The NS has an innate program to respond to danger by attack or escape (as do all vertebrate animal species). The SN is intended to return to regulated social functioning once the danger has been removed. Human beings, unlike other animal species (whose SN can return to the regulated state on its own) need, especially in children, external regulation to effect this return to the basic state.
This regulation, which involves interaction with another human whose SN is regulated, is called co-regulationIt is therefore through co-regulation that the deregulated SN of an individual exposed to a hazard returns to regulation. If the danger persists or if the individual does not find co-regulation, deregulation takes place over time at the cost of adaptations that involve brain regions devoted to emotions and social interactions: development of automatic patterns that condition behavior, based on belief systems, repressed (non-metabolized) emotions. This is fundamentally an adaptive mechanism based on dissociation.
This corresponds to a fundamental adaptation mechanism at the neurobiological level, which explains the development of personality sub-compartments that are independent (to varying degrees) of each other. These sub-compartments organize themselves to maintain an internal equilibrium and thus try to replace the lost equilibrium (the one that existed before the danger occurred) and which could not be restored. These new internal balances (but which remain fundamentally imbalances) most often manifest themselves in the form of psychic states experienced as polarizations or antagonisms.

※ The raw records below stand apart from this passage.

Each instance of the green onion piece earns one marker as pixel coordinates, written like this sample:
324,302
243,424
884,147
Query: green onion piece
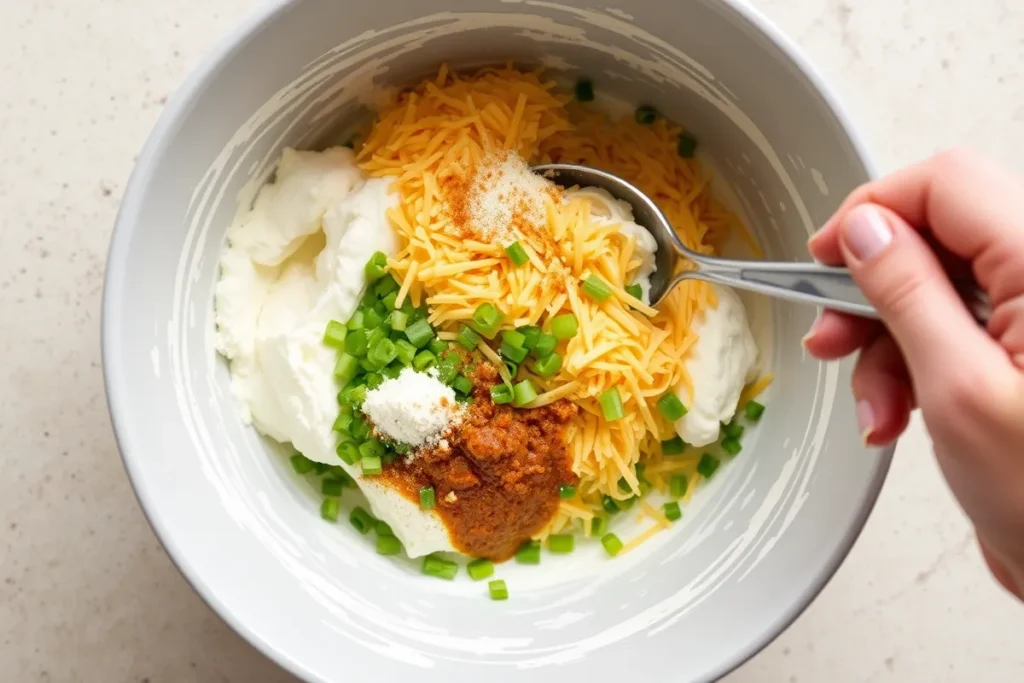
528,553
419,333
388,545
611,404
522,393
564,326
468,338
530,333
371,465
646,115
545,345
335,334
348,453
329,509
376,266
423,360
516,253
677,485
346,367
673,446
672,511
596,288
463,384
441,568
687,145
671,407
584,90
548,367
332,487
361,520
731,445
708,465
480,569
514,353
486,319
301,464
611,544
502,393
561,543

There is only one alternative to dissociation, and that isassociationThe latter can be seen as one of the main functions of the SN: to integrate in a coherent and meaningful way the different components of an individual's experiences. This work involves the SN as a whole.
Co-regulation, because it brings into play, as a priority, the oldest structures of the NS (devoted to survival mechanisms), constitutes a key factor in mobilizing the possibilities of the NS to proceed with this association process.

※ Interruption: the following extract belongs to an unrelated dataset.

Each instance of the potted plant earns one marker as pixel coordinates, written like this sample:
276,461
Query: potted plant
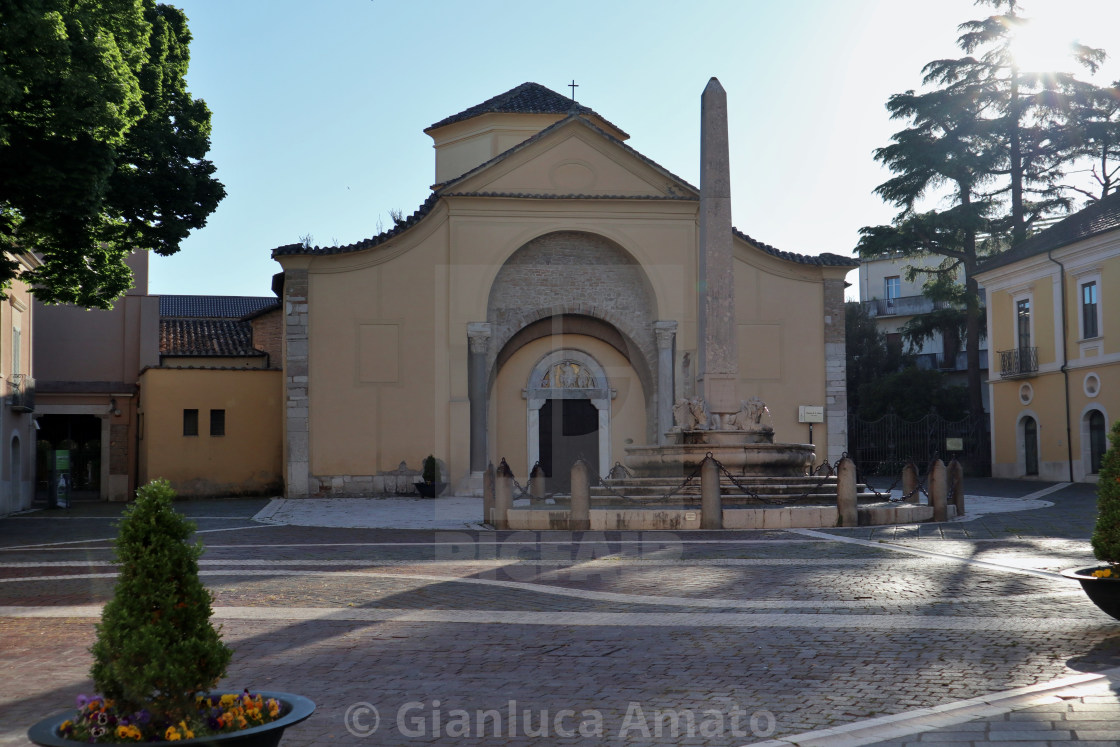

From the perspective of the IR model, it is the peritraumatic dissociation mechanism that accounts for the development of the parts as described in IFS, and their organization in rigid interaction patterns. When it is deep and involved from the period of attachment, it accounts for dissociative personalities according to Ono Van der Hart's theory of structural dissociation (Nijenhuis and van der Hart 2011). From this point of view, the vision of the IR model differs from that of the IFS model in that the fundamental psychopathological mechanism is constituted by peritraumatic dissociation and not, as represented by the IFS vision, by the detour from the normal functioning of parts that the individual would be endowed with at birth. The IR model, like the IFS model, however, recognizes the modular functioning of the psyche (multiplicity of the psyche).
Dissociation appears to be more fundamental than traumatic memory (which also proceeds from dissociation through the fragmentation of memory elements). This element is primordial in the treatment of attachment disorders which do not give rise to episodic memories, but are immediately inscribed in the brain in the form of dissociative memory.